So adding to queue doesnât stuck
there are only 2 possibilites:
1. channels is closed for some magic reason 2. worker died 3. magic issues about memory or overflow something
but the strangest thing is both workers stop doing jobs at the same time - at least I think it is like that
2
can be checked with (<!! worker)
in the repl right? if it blocks, then it hasn't died
...it could be many things. thread
uses an unbounded (but cached) thread pool which might make the OS upset.
not really because I canât reproduce it on localhost
it happens after 2-4 weeks on production only
something like that
but because both workers stop doing jobs at the same timeâŚ. something overflow somehow probably
but I think it is not go-loop
because it never returns even 1 value
go-loop
as it name implies is made for looping so... I doubt it. It'd be extremely fragile if it'd didn't support infinite loops
I'd use something like AWS SQS for never losing work and having a greater degree of observability
I can lose work, it is designed to not be a problem. I would like to keep it in the app to decrease complexity
using third party queue system increase complexity, which I donât need
I am running a simple job 100 000 times to see if it will stuck on localhost
so far it looks like it works
ok it finished 100 000 times. It is probably not about overflow any channels.
or worker
ech maybe run REPL on production temporaryâŚ
to connect it during an issue and debug then
> I can lose work That's an interesting requirement I'd say, in that case you should be able to use whatever you feel more comfortable with. Could be agents, futures, core.async, j.u.concurrent, claypoole... obviously they have different demands in case something goes wrong (i.e., many people will recommend you j.u.c, but if something goes wrong will you pick up a Java book? Many devs won't)

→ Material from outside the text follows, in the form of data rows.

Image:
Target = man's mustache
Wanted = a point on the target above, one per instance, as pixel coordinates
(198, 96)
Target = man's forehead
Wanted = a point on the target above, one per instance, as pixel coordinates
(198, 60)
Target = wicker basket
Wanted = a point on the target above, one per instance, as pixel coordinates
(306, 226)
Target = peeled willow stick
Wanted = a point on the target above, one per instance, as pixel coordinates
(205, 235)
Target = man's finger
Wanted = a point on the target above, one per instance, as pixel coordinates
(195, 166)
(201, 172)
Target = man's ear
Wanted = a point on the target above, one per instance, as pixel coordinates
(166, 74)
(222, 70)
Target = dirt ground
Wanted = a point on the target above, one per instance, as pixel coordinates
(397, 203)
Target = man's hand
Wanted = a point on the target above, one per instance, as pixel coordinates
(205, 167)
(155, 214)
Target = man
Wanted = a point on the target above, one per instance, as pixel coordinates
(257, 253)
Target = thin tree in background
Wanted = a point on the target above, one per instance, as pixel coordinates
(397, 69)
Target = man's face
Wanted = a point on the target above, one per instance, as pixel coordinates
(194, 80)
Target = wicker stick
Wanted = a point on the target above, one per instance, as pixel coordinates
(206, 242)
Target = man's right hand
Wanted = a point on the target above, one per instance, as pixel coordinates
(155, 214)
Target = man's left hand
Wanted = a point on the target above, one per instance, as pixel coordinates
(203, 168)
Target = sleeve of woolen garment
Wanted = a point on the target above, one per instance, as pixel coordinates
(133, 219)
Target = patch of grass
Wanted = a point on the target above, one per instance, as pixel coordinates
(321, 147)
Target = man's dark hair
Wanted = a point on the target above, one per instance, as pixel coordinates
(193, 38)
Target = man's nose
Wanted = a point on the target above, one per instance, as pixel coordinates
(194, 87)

> Thatâs an interesting requirement The processing is resistant for crash in any moment
But for other reasons processing can processing only 1 thing at the same time
because of the limitation of third party system
so this is why app needs queue
a thread pool of size 1
also works like that
maybe, but will it solve anything to switch for thread pool (I didnât use so far)?

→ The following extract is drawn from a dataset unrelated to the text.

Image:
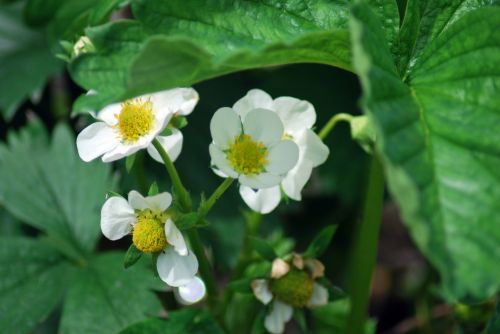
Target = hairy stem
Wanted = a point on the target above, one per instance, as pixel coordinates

it doesnât look like it is directly async issue
well I have no idea what is the issue
it doesnât make sense đ
but from logs I am sure both workers stop doing new jobs at the same time which probably should tell me something, but it doesnât
if you are comfortable with it, it's more observable say it's a thread pool with threadsize 1, backed by a queue of max size 1000 if someting goes wrong you can fetch the queue size, its contents, etc. Likewise you might interact with the thread pool itself (check javadocs). also the error handling will be more straightforward. Less magic overall (vs. core.async)

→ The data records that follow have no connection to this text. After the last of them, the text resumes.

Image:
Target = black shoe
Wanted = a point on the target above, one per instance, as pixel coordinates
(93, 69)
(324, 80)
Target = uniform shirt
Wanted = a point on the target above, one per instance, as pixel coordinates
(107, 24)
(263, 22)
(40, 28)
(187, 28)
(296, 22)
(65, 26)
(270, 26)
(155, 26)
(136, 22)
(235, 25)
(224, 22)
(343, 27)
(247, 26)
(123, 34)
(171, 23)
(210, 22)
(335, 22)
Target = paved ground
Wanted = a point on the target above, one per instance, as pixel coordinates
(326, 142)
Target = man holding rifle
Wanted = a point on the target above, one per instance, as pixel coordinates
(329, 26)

Does it tell you anything?
make sure your channel (queues and workers) are opened
(clojure.core.async.impl.protocols/closed? chan)
and be careful with that function because it is intended to be âimplementation detailsâ and it should not be a part of your code base
I canât recreate it on localhost, so only one thing which I can do is push it to production and wait 2-4 weeks
or more
this things which I already added to logs today to be sure
(clojure.core.async.impl.protocols/closed? chan)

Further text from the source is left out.